Meminjam bahasa Imam B Prasodjo yang mengatakan bila bangsa ini masih ingin bertahan hidup, kita harus melakukan upaya kolektif untuk melakukan penanggulangan masalah secara bersama-sama. Di tiap-tiap komunitas, perlu digalang pembentukan “unit-unit reaksi cepat” untuk mengatasi berbagai masalah yang ada. Berbagai kelompok mediasi harus ditumbuhkan untuk mengatasi konflik yang muncul. Asosiasi orangtua murid, pemuda, seniman, wartawan dan lain-lain perlu segera diaktifkan untuk mempercepat terciptanya komunitas responsif di lingkungannya masing-masing. Dalam situasi semacam ini, kita pun dapat menimba hikmah kata-kata John F Kennedy: “Ask not what your country can do for you, but ask what you can do for your country.”
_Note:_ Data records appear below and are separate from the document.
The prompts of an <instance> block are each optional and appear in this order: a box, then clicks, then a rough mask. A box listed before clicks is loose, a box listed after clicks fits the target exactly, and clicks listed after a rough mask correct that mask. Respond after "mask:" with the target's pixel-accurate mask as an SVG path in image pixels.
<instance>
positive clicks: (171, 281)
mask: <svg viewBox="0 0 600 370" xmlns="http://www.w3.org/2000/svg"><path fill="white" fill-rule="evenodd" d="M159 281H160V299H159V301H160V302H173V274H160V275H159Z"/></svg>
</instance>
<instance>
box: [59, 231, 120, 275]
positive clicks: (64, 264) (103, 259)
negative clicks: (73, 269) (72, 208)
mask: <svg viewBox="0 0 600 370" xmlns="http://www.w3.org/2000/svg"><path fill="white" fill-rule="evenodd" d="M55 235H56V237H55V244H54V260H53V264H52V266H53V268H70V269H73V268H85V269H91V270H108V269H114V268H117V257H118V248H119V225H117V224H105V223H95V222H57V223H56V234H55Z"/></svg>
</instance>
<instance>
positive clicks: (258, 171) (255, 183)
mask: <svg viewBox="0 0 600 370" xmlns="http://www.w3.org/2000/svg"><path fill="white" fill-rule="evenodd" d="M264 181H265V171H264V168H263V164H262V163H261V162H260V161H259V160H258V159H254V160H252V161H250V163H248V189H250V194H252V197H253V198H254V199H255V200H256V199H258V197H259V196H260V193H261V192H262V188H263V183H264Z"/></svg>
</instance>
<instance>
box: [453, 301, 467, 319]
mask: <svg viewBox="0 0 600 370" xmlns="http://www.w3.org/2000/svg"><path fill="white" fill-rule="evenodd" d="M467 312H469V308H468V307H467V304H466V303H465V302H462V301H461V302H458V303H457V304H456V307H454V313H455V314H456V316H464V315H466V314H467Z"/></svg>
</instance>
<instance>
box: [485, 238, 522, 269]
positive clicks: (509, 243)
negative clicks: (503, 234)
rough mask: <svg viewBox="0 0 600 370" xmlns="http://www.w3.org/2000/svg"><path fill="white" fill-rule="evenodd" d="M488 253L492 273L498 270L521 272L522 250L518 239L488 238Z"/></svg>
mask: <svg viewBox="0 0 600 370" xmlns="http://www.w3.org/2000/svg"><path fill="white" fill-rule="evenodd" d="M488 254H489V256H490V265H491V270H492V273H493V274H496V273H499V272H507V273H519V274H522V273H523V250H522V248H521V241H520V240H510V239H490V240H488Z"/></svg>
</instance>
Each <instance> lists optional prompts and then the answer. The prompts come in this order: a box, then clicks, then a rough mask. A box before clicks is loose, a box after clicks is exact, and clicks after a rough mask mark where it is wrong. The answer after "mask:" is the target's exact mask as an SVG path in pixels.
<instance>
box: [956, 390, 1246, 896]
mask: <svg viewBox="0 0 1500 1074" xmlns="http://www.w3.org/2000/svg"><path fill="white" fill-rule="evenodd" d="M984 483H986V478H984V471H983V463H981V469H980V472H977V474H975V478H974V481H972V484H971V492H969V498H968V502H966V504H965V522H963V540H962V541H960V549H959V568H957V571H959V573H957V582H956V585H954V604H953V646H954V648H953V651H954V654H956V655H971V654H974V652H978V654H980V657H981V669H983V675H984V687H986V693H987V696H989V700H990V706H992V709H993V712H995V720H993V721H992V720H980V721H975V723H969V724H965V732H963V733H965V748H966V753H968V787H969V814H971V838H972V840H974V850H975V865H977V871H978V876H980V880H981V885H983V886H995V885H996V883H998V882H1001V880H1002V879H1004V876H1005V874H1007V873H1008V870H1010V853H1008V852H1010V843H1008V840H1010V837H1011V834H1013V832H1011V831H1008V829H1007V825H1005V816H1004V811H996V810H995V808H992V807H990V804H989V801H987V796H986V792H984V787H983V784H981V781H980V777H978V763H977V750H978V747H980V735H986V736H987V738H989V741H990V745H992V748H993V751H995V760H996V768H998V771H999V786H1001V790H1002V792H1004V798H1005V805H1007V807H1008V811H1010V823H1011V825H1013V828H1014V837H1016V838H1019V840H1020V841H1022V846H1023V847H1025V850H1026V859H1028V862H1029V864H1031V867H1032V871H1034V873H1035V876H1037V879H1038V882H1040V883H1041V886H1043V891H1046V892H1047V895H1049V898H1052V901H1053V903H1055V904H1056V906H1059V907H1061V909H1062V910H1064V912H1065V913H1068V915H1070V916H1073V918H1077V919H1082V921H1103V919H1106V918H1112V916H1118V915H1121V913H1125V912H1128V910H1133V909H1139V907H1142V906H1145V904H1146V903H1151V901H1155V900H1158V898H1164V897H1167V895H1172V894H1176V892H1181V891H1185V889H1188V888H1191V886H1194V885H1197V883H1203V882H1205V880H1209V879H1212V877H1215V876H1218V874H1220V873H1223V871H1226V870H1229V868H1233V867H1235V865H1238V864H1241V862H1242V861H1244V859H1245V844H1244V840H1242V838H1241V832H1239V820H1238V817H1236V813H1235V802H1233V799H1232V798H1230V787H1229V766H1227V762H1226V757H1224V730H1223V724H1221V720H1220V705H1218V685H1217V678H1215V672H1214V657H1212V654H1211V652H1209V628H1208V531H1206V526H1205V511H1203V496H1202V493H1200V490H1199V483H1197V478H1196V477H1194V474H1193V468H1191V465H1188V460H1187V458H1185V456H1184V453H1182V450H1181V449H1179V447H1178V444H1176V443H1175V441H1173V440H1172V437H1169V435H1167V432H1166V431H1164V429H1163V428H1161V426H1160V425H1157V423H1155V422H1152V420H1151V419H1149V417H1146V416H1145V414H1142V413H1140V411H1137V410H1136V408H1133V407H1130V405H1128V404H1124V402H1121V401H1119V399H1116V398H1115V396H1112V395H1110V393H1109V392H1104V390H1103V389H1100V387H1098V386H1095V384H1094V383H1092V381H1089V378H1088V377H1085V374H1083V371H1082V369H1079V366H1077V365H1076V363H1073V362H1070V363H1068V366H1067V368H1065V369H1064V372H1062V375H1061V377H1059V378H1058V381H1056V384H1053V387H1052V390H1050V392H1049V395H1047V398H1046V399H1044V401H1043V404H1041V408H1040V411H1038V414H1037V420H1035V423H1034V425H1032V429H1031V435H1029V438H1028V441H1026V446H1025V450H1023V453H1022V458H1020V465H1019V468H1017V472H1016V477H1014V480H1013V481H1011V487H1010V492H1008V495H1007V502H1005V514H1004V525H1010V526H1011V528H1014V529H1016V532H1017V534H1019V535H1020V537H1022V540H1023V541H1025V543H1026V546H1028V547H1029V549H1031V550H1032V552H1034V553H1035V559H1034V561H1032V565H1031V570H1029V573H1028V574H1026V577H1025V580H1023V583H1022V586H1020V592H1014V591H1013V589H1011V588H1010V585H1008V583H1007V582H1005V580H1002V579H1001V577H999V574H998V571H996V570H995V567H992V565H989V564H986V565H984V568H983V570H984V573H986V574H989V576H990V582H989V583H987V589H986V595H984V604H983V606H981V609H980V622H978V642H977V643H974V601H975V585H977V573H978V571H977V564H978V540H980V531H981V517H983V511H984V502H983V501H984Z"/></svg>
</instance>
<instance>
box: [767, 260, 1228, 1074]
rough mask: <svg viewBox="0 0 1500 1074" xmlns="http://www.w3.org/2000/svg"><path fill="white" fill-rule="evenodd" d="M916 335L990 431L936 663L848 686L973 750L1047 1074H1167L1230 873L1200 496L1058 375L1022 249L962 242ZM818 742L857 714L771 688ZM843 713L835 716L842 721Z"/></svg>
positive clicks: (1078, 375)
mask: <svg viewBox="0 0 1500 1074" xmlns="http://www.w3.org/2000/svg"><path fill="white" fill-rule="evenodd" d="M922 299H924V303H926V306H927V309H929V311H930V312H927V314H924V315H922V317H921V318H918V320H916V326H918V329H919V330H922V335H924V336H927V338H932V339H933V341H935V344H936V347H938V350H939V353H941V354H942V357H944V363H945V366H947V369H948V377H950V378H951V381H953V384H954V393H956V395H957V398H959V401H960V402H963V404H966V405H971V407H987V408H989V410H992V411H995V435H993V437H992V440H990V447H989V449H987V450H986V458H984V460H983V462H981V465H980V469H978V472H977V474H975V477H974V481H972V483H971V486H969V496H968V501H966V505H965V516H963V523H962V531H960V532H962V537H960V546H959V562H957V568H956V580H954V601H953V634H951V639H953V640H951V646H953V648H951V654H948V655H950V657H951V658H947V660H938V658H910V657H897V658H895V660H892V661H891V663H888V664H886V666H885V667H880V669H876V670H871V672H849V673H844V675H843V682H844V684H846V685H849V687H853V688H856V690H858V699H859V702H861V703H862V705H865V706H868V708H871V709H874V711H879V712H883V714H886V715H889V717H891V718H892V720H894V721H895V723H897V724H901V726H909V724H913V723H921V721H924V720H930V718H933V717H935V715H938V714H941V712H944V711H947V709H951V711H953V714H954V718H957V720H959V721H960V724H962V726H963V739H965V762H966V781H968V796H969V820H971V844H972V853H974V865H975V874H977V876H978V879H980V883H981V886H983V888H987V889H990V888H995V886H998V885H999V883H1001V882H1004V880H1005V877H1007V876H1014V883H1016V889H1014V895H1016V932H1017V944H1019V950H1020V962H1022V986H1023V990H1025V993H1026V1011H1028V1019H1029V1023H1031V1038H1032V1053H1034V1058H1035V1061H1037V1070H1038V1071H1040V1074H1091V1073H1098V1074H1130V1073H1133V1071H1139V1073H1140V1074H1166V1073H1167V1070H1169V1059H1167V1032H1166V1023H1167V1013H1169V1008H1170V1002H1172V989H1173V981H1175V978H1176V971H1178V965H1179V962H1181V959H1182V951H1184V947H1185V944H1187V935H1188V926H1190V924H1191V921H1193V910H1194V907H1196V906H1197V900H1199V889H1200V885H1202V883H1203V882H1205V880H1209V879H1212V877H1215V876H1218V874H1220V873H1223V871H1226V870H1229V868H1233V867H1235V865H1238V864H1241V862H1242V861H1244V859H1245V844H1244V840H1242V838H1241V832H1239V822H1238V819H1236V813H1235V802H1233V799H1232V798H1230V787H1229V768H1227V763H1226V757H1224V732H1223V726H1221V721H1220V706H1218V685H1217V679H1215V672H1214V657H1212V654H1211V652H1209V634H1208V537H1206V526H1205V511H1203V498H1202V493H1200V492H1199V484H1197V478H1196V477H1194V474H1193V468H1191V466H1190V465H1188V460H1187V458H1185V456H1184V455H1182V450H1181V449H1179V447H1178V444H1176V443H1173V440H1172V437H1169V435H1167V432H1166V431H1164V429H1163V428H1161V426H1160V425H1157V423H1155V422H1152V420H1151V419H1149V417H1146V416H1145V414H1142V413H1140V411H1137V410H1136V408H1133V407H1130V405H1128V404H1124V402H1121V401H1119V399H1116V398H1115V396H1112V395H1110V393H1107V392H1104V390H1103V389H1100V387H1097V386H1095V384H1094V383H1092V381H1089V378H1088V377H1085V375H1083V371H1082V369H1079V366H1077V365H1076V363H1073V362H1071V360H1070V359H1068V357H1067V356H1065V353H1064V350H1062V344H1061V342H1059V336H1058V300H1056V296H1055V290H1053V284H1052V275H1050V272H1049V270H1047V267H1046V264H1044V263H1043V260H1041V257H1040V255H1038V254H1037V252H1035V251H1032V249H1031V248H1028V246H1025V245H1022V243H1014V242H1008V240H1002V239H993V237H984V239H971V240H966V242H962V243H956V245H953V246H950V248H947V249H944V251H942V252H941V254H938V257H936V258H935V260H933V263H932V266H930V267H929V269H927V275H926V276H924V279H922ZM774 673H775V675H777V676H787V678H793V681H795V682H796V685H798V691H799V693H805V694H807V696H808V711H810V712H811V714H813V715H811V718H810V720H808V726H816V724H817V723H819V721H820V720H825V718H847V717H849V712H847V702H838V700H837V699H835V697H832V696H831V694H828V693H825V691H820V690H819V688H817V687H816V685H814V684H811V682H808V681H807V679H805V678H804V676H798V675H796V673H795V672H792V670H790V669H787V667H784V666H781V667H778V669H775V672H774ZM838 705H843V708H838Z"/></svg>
Di tahun politik sekarang ini NU kembali di uji, dengan tawaran-tawaran manis oleh para calon pejabat publik, untuk mendukung salah satu calon dalam Pemilukada di berbagai daerah. Mampukah NU dapat keluar dari jalan yang berair itu ataukah terjebak kembali dalam lautan air yang menggunung karena centang berenang? Menilik sejarah perjalan politik negeri ini, dalam catatan pemilu tahun 1955, NU sebagai salah satu kontestan politik mampu meraih simpati masyarat, dan masuk lima besar partai pemenang pemilu. Namun dalam perjalan politiknya lagi-lagi NU hanya dijadikan kuda tunggangan ke puncak tahta. Disadari atau tidak, sampai detik ini NU masih menjadi magis bagi para calon pejabat untuk naik ke puncak kekuasaan, entah karena dalih jumlah masa yang banyak atau karena menginginkah keberkahan do’a para kiai, yang jelas hal ini harus disikapi lebih dalam dan jernih agar NU tidak terperosok ke lubang yang sama. Akhirnya penulis berharap semoga Munas NU yang ke 33 berjalan sukses.